Databricks also unveiled new innovations in LLMOps with the announcement of MLflow 2.5, the latest release of popular Linux Foundation open source project MLflow. This is Databricks’ latest contribution to one of the company’s flagship open source projects. MLflow is an open source platform for the machine learning lifecycle that sees nearly 11 million monthly downloads. MLflow 2.5 updates include:

 

MLflow AI Gateway: MLflow AI Gateway enables organisations to centrally manage credentials for SaaS models or model APIs and provide access-controlled routes for querying. Organisations can then provide these routes to various teams to integrate into their workflows or projects. Developers can easily swap out the backend model at any time to improve cost and quality, and switch across LLM providers. MLflow AI Gateway will also enable prediction caching to track repeated prompts and rate limiting to manage costs.

MLflow Prompt Tools: New, no-code visual tools allow users to compare various models’ output based on a set of prompts, which are automatically tracked within MLflow. With integration into Databricks Model Serving, customers can deploy the relevant model to production.

 

Additionally, following its release earlier this year, Databricks Model Serving has been optimised for the inference of LLMs up to 10x lower latency time and reduced costs. Fully managed by Databricks to offer frictionless infrastructure management, Model Serving now enables GPU-based inference support. It auto-logs and monitors all requests and responses to Delta Tables and ensures end-to-end lineage tracking through Unity Catalog. Finally, Model Serving quickly scales up from zero and back down as demand changes, reducing operational costs and ensuring customers pay only for the compute they use. 

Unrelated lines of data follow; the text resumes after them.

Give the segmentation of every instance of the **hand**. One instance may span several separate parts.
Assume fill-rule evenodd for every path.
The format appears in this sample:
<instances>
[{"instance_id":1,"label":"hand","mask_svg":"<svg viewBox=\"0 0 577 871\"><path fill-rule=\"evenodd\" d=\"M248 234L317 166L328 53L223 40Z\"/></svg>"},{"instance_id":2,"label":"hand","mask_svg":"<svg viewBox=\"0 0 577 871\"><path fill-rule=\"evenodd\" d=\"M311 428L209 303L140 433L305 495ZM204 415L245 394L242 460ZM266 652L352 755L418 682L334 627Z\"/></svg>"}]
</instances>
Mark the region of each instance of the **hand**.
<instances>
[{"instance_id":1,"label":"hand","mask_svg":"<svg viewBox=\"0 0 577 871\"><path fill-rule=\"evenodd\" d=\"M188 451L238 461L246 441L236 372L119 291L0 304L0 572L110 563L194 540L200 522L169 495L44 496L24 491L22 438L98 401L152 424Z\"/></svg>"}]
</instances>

Intelligent Monitoring Across Data and AI Assets

 

Databricks also expanded its data and AI monitoring capabilities with the introduction of Databricks Lakehouse Monitoring to better monitor and manage all data and AI assets within the Lakehouse. Databricks Lakehouse Monitoring provides end-to-end visibility into data pipelines, to continuously monitor, tune and improve performance, without additional tools and complexity. By taking advantage of Unity Catalog, Lakehouse Monitoring provides users with deep insight into the lineage of their data and AI assets to ensure high quality, accuracy and reliability. Proactive detection and reporting will make it easy to spot and diagnose errors in pipelines, automatically perform root cause analysis and quickly find recommended solutions across the data lifecycle. 

 

“We’ve reached an inflection point for organisations: leveraging AI is no longer aspirational — it is imperative for organisations to remain competitive,” said Ali Ghodsi, Co-Founder and CEO at Databricks. “Databricks has been on a mission to democratise data and AI for more than a decade and we’re continuing to innovate as we make the lakehouse the best place for building, owning and securing generative AI models.”